Mustafa Devrim Kaba – “Abstract Simplicial Complexes and Generalized Nullspace Property”

/ September 19, 2019/

When:
October 8, 2019 @ 12:00 pm – 1:30 pm
2019-10-08T12:00:00-04:00
2019-10-08T13:30:00-04:00
Where:
Clark 316

“Abstract Simplicial Complexes and Generalized Nullspace Property”

Abstract: In this talk we are going to discuss an alternative view point on why, how and when sparse recovery via l1-minimization (a.k.a. Basis Pursuit) works. By generalizing a well-known necessary and sufficient condition for the success of l1-minimization — namely the Nullspace Property — we will arrive at a characterization of the largest sparsity pattern that can be recovered for a given dictionary/measurement matrix. We coin a name for this largest object and call it “the maximum abstract simplicity complex associated with a dictionary” (Tmax). We will show how Tmax admits alternative characterizations in terms of certain extreme points and points of minimal support. Then, we will show how these characterizations become extremely useful when characterizing the largest sparsity patterns that can be recovered for various popular dictionary classes. In particular, we are going to present the graph incidence matrices and (partial) Discrete Fourier transform as show cases.

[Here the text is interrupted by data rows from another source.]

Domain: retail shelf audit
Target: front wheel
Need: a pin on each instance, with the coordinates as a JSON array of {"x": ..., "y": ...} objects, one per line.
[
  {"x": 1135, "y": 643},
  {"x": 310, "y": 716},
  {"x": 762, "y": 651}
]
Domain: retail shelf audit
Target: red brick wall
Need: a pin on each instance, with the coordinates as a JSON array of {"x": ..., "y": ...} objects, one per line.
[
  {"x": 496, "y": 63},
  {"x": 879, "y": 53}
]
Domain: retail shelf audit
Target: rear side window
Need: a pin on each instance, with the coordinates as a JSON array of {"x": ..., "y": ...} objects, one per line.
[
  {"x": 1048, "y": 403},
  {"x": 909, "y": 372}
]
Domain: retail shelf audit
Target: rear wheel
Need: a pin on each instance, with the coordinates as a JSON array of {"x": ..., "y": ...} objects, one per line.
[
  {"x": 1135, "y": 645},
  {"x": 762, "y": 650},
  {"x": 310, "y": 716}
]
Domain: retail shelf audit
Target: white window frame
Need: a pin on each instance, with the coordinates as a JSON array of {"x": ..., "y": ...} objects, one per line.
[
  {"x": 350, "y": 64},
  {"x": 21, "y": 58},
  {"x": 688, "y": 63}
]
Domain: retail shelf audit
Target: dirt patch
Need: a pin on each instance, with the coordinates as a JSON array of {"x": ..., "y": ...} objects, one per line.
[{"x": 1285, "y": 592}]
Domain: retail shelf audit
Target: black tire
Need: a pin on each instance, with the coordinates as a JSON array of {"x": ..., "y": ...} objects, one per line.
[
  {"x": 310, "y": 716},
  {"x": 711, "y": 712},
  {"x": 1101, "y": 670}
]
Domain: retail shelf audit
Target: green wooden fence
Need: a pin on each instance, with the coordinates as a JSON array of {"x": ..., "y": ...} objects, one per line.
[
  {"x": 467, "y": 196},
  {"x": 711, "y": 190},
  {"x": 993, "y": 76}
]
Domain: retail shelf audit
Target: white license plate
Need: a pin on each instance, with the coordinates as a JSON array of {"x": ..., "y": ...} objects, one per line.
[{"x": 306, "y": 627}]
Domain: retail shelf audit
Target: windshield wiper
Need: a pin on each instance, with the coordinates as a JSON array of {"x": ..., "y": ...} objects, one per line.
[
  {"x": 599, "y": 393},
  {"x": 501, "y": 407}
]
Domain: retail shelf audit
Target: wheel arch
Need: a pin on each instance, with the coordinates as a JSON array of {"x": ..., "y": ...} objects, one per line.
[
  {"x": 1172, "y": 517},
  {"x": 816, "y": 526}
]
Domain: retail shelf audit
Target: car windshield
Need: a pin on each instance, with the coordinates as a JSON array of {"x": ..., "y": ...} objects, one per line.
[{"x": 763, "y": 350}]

This is a joint work with Rene Vidal, Daniel Robinson and Enrique Mallada.

Bio: Mustafa Devrim Kaba is an Assistant Research Scientist at the Applied Mathematics and Statistics Dept. of JHU. He had his PhD degrees from Middle East Technical University (Ankara,Turkey) in Arithmetic Algebraic Geometry (2011) and later in Systems and Control Theory (2014) from University of Groningen (Groningen, the Netherlands). He worked at Computer Vision and Image Analytics Lab of General Electric Global Research Center (Niskayuna, NY) for three years before joining JHU in 2017.